Friday, September 30, 2005

Midwest Mothers Keepin it Real

Howdy fellow travelers of the great winding road,
I am now in O' town, population: others. Its great being back in the town of my youth. I spent the last week in Missouri, living in my sisters basement. Because of my pride I did not work as a bag boy. No, my friends, I did not work at all. During my stay in St. Louis I was able to visit Grant's farm, a park owned by Budweiser. This free park featured a harmonica playing elephant, FREE BEER, camels, and goats. I suggest everyone plan their next vacation around this place. The elephant also blows up balloons.

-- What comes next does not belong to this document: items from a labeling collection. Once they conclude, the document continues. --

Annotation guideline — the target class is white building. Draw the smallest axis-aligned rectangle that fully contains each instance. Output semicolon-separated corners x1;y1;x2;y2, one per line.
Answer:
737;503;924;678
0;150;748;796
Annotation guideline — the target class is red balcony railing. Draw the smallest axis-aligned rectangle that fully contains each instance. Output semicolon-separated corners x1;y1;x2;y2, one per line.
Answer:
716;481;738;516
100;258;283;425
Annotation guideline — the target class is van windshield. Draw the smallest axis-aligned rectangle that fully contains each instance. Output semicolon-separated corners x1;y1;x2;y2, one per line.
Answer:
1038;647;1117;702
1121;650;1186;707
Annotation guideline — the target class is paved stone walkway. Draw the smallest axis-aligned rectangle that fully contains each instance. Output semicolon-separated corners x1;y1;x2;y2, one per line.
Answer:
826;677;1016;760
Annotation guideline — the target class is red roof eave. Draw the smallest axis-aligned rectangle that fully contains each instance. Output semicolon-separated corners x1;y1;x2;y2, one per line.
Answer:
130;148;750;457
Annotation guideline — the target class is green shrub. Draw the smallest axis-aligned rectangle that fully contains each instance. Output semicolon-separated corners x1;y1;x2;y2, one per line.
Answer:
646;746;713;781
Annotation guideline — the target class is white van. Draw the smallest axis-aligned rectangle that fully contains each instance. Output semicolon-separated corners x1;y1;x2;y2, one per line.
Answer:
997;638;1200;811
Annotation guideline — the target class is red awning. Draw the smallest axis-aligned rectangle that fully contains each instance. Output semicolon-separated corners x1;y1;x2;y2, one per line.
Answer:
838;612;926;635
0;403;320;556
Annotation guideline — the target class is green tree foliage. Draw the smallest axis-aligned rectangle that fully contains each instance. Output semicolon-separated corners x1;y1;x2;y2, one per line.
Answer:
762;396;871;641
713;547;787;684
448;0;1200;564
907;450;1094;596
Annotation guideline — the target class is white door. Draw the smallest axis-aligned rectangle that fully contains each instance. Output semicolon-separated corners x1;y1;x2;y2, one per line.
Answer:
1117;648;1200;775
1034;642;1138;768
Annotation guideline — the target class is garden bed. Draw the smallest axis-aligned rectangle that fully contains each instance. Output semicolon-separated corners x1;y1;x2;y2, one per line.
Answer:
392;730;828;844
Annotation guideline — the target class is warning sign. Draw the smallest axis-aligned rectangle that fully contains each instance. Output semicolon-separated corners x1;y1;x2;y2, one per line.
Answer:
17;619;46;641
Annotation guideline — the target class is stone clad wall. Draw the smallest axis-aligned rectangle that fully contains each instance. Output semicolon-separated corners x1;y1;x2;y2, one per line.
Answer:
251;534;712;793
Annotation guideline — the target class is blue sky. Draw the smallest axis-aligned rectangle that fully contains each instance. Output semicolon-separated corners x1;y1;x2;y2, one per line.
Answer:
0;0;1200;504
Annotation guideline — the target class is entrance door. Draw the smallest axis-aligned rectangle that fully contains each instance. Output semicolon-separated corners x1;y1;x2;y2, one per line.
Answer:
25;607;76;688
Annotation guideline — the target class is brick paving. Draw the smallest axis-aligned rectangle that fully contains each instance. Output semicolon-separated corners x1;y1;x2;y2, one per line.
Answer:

I saw my old friend Sea Bass while in St. Louis, and threw down some science and math talk. I found out in a Nat. Geographic that men (it only works with men) that have a much shorter index finger when compared to their fourth finger (the one next to the pinky) are statistically more aggressive than men whose fingers do not display this trait. I can't say I understand the methodology that produced such a conclusion, but I like the results. Now I can easily prove to all the doubters that my calm passive demeanor belies a great wolf within. Don't jerk my chain all you sasquatches of the world, for I may wolf out, and woe unto thee who faces this awesome wrath.

Last night I slept in matching Spiderman bed sheets and blankets. Spiderman is really cool. So thinks my four year old nephew, (who lent me use of his bed) and so thinks the Professor of Passion. I have experienced much on this wild journey, and I cant wait to experience more of my wonderful adventures as the displaced Hurricane Jew. For now though, I rest, comforted in the arms of the Spiderman.

1 Comments:

Blogger casual ninja said...

shorter index fingers in women indicate dead sexiness.

an elephant, free beer, camels, and goats? it sounds like grant's farm is just asking for trouble. lewd conduct? yes, please!